Could you please close this bug?
Comment 6 Alex Riesen 2009-01-10 02:02:52 UTC
According to the last message (attached) from Zhu Yi <yi.zhu@intel.com> it is
not fixed, just worked around:
From: Zhu Yi <yi.zhu@intel.com>
To: Alex Riesen <raa.lkml@gmail.com>
Cc: "Chatre, Reinette" <reinette.chatre@intel.com>, "linville@tuxdriver.com" <linville@tuxdriver.com>, "ipw3945-devel@lists.sourceforge.net" <ipw3945-devel@lists.sourceforge.net>, Jim Paris <jim@jtan.com>, Linux Kernel Mailing List <linux-kernel@vger.kernel.org>, Linus Torvalds <torvalds@linux-foundation.org>
In-Reply-To: <81b0412b0812250640t5d6180dct31d8cd941e06ef50@mail.gmail.com>
References: <alpine.LFD.2.00.0812241540170.3535@localhost.localdomain>
	 <81b0412b0812250640t5d6180dct31d8cd941e06ef50@mail.gmail.com>
Date: Fri, 26 Dec 2008 10:27:02 +0800
Message-Id: <1230258422.27521.9.camel@debian>

On Thu, 2008-12-25 at 22:40 +0800, Alex Riesen wrote:
> iwl3945 is still broken as described in
> 
>   http://bugzilla.kernel.org/show_bug.cgi?id=11326
> 
> It is actually quite annoying, as it prevents shutdown when crashed.
> The bug discussion mentions a fix (which looks like a workaround,
> because there is still a scary message in the log).

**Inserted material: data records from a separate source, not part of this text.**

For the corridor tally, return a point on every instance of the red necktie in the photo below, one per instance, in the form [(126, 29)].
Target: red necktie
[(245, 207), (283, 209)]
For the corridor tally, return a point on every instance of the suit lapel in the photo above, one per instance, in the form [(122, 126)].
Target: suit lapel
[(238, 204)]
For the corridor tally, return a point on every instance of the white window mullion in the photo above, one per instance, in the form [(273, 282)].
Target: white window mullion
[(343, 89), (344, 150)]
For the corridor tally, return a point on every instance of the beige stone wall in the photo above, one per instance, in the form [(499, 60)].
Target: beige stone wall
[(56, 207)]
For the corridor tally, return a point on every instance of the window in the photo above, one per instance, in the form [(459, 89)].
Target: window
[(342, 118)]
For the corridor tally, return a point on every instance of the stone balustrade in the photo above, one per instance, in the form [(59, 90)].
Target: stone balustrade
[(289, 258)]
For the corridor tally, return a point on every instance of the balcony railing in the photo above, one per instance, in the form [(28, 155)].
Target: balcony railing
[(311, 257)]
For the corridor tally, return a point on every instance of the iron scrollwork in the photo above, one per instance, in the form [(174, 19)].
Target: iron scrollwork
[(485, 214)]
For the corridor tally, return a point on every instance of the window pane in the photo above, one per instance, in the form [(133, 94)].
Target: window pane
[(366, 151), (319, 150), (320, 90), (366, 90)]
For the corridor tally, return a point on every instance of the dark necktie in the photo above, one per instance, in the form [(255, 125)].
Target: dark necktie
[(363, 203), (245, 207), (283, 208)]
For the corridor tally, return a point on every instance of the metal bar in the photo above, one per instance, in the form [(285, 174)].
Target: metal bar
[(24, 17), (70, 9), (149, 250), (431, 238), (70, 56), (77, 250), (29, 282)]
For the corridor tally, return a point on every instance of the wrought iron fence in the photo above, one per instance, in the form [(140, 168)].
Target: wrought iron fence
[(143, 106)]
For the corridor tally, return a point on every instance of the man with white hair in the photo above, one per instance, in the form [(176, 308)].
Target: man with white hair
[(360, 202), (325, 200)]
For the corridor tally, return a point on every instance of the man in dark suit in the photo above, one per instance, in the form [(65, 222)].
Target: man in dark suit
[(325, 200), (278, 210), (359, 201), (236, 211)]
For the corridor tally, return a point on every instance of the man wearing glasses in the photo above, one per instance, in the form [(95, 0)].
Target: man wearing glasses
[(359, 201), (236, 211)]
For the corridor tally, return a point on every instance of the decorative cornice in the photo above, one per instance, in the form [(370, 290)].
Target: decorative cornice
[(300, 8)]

But at least
> the system can be safely shut down.

The patch should be a valid fix for the symptom. But we haven't find the
root cause yet. Will submit the patch to wireless-testing.

Thanks,
-yi

May I suggest _not_ to close the _bug_ until it is actually _fixed_?
Comment 7 Alex Riesen 2009-01-10 02:11:58 UTC
(Ok not worked around, the crash in aftereffect was fixed. Which still does not fix the bug with "Response NULL in 'REPLY_ADD_STA'")
Comment 8 Alex Riesen 2009-01-11 04:25:52 UTC
OTOH, how about opening another bug for specifically this
"NULL in REPLY_ADD_STA" problem? (assuming the problem is not found yet)
Comment 9 Reinette Chatre 2009-01-16 14:35:24 UTC
Jim or admin,

The patch fixing the BUG is now in wireless-testing. Could you please close this bug?
Comment 10 Jim Paris 2009-05-13 20:50:55 UTC
Sorry for the delay -- yes, this does fix the crash so I think the bug can be closed.  Thanks.